Mining giant Freeport-McMoRan (NYSE:FCX) has been trending lower since late January, with the stock now down 10.8% year-to-date to hover at $16.91. The shares have notched a series of lower highs along the way, and as a result, FCX has breached former support at its 80-day moving average. Based on historical returns from Schaeffer's Senior Quantitative Analyst Rocky White, the commodity stock's latest rally up to this trendline could be a viable sell signal for short-term bears.
Looking back over the past three years, there has been only one prior instance of FCX rising to within one standard deviation of its 80-day moving average after a lengthy stretch of time spent below it (defined as 60% of the time over the preceding two months, and at least eight of the previous 10 trading days). Following that prior occurrence, the stock was down 4.72% a month later.
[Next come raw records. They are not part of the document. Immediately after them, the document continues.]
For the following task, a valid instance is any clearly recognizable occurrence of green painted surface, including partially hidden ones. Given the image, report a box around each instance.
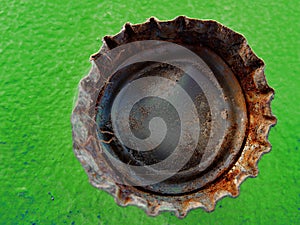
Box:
[0,0,300,224]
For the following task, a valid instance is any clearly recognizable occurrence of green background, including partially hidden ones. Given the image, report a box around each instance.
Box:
[0,0,300,224]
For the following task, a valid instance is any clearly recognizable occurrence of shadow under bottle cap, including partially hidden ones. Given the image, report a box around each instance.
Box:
[71,16,276,218]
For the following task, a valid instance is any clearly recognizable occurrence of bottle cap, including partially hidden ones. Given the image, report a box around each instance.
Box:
[71,16,276,218]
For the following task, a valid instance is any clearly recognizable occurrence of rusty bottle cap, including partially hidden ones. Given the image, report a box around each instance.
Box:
[71,16,276,217]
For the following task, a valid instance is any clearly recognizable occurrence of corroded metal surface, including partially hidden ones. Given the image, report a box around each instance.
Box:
[72,16,276,217]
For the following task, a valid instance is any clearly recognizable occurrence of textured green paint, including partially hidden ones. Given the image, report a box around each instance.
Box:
[0,0,300,224]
FCX is pulling back from its 80-day in today's trading, which has the stock testing its footing around its 200-day moving average. This benchmark trendline cushioned the equity's mid-November 2017 lows, but proved itself an unreliable layer of support during a couple of second-quarter tests. Instead, the 320-day moving average stepped up to contain FCX's early May drop.
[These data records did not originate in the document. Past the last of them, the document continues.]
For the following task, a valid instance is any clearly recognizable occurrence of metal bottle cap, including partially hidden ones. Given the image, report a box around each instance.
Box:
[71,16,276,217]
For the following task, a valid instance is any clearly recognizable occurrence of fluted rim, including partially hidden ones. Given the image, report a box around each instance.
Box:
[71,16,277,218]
Despite the equity's technical troubles, calls have dominated the FCX options action lately. Over the past 10 days, traders on the International Securities Exchange (ISE), Chicago Board Options Exchange (CBOE), and NASDAQ OMX PHLX (PHLX) have bought to open 24,729 calls on FCX, compared to just 3,912 puts. The resulting 10-day call/put volume ratio of 6.32 registers in the 87th annual percentile, revealing a stronger-than-usual skew toward bullish bets over bearish.
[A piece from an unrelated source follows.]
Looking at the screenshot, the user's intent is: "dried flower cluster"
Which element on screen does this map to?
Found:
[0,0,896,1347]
With FCX not due to report earnings until after July options expiration, front-month bets on the stock are going cheap. Schaeffer's Volatility Index (SVI) checks in at 40%, which registers in the 27th percentile of its annual range. In other words, short-term FCX options have been cheaper from a volatility standpoint only 27% of the time in the last 52 weeks. As such, traders expecting another move lower following FCX's latest 80-day rejection may want to consider standard monthly July puts.